Historically we had only Float64 and Float32 in hardware, with deterministic rounding; and Float16 only as a storage format in Julia. I don’t know if stochastic rounding is used in any mainstream (CPU) hardware (or Nvidia’s GPUs), by now but it seems Julia should support, if available, and could emulate otherwise (not just with an external package few know of):
The only known hardware implementation available are Graphcore’s IPUs with stochastic rounding. The software emulation of stochastic rounding in StochasticRounding.jl makes the number format slower
about x5 performance decrease for Float32 and BFloat16, but only x2 for Float16. For more complicated benchmarks the performance decrease is usually within x10. About 50% of the time is spend on the random number generation with Xoroshiro128+.
The rounding is done on each operation, it seems to me, but there no reason too for FP32.16 (also the package doesn’t use the new RNG in Julia as of 1.7; and 1-bit RNG can be optimized (I’ve done so), I think all we need).
@elrod, with your package it seems we could support Graphcore’s formats on CPUs (and should? Not just rely on different GPU/AI hardware’s floats, that I think just substitute your float types with a global setting). @Oscar_Smith might know if what more we need to change than e.g. sum in Base and/or more in that package.
If the accumulated partial sums of products are FP16, these are first expanded to FP32, then added, then rounded back to FP16, then stored.
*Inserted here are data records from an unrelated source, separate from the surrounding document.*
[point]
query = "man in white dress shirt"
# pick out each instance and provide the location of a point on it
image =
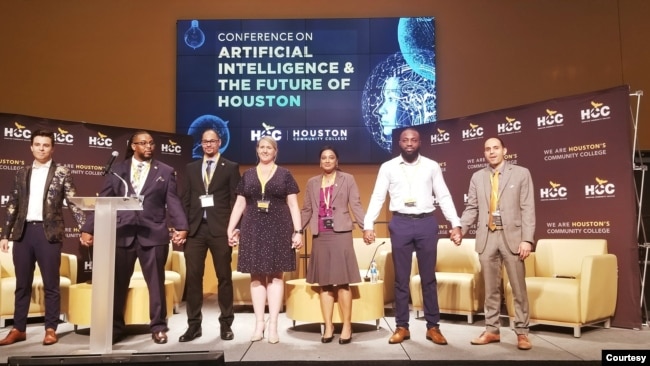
(413, 183)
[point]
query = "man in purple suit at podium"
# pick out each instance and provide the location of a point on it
(145, 234)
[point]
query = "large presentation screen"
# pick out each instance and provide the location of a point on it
(306, 83)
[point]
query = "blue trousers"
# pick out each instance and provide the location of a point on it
(410, 235)
(34, 248)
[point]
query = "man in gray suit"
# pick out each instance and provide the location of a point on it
(505, 218)
(208, 194)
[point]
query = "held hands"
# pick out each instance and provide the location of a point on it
(369, 236)
(233, 237)
(456, 235)
(86, 239)
(179, 237)
(296, 241)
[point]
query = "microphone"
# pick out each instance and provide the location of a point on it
(108, 166)
(366, 278)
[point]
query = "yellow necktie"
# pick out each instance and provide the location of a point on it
(494, 199)
(136, 177)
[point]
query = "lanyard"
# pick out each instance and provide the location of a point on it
(262, 180)
(207, 175)
(327, 193)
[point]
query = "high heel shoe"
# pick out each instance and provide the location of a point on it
(327, 339)
(273, 333)
(259, 334)
(345, 341)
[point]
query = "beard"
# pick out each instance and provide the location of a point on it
(410, 156)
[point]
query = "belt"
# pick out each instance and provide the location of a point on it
(413, 216)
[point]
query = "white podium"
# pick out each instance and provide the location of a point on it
(103, 277)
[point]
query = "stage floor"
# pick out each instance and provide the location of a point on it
(301, 344)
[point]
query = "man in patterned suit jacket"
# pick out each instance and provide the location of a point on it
(35, 224)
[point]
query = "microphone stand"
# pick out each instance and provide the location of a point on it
(366, 278)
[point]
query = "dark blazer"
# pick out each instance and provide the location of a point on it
(516, 204)
(222, 188)
(162, 207)
(58, 186)
(345, 198)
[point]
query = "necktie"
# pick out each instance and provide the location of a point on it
(208, 172)
(137, 175)
(494, 199)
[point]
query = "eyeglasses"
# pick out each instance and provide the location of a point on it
(145, 143)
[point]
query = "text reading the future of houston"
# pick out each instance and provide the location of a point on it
(273, 74)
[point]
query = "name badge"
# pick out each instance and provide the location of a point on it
(139, 197)
(328, 222)
(206, 200)
(496, 218)
(263, 206)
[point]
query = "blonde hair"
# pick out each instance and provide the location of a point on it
(270, 140)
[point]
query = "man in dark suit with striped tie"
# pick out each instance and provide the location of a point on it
(143, 235)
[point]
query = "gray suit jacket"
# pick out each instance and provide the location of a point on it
(516, 204)
(345, 197)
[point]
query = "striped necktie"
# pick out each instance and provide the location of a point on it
(494, 199)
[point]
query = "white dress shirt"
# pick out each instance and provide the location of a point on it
(37, 190)
(420, 183)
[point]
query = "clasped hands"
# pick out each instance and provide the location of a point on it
(178, 238)
(455, 234)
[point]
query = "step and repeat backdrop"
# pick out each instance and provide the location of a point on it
(85, 148)
(579, 152)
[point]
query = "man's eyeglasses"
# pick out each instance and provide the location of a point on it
(145, 143)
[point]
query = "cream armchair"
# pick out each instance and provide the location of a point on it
(68, 276)
(240, 281)
(460, 283)
(384, 260)
(174, 271)
(570, 283)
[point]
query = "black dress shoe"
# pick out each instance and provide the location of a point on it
(326, 339)
(191, 333)
(345, 341)
(226, 333)
(159, 337)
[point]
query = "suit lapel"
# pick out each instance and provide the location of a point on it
(338, 183)
(48, 182)
(151, 176)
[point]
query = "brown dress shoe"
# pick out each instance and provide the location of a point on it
(401, 334)
(159, 337)
(523, 343)
(13, 336)
(434, 335)
(50, 337)
(487, 337)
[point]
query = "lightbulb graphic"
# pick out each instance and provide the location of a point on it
(194, 36)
This rounding mode can be either Round to Nearest (ties to even) or Stochastic Rounding, discussed below.
Fig. 7.1 shows the test accuracy of ResNet50 trained on ImageNet for batch size 4 with SGD and different mixed-precision formats:
- FP32: FP16.16 AMP and FP32 master weights
- FP16RN: FP16.16 AMP and FP16 master weights without stochastic rounding
- FP16SR: FP16.16 AMP and FP16 master weights with stochastic rounding
The results show that in this case the IEEE FP16 master weights with stochastic rounding can attain the IEEE FP32 state-of-the art accuracy.
When I interviewed at Graphcore, and I asked about the float format of their chip, they wouldn’t tell me (it and any info on the ISA was proprietary back then, so might, likely have patents, but only covering hardware, not software implementation?). Now we know the format, and at least one instruction, the AMP:
To facilitate the execution of lower precision general matrix multiplications (GEMMs), the Colossus IPU’s Accumulating Matrix Product (AMP) and Slim Convolution (SLIC) instructions deliver high performance multiply-accumulate sequences and are supported for both single-precision and half-precision number formats and operate in the same basic manner. […]
allows for an efficient parallel GEMM implementation.
For each AMP call, the Colossus IPU’s AMP engines perform a parallel summation on blocks of 16 numbers, each block consisting of four sets of a 4-element FP16 dot product. The multiplicands in each dot product are aligned, compressed redundantly, then rounded with partial truncation to yield a result in IEEE FP32 format. Each of the four FP32 results, from each of the four dot products in a block, is summed sequentially according to IEEE FP32 addition. Finally, previously accumulated partial sums of products, in FP32 or FP16, can be fetched from memory, added to the block result, and stored back to memory. If the accumulated partial sums of products are FP16, these are first expanded to FP32, then added, then rounded back to FP16, then stored. This rounding mode can be either Round to Nearest (ties to even) or Stochastic Rounding, discussed below.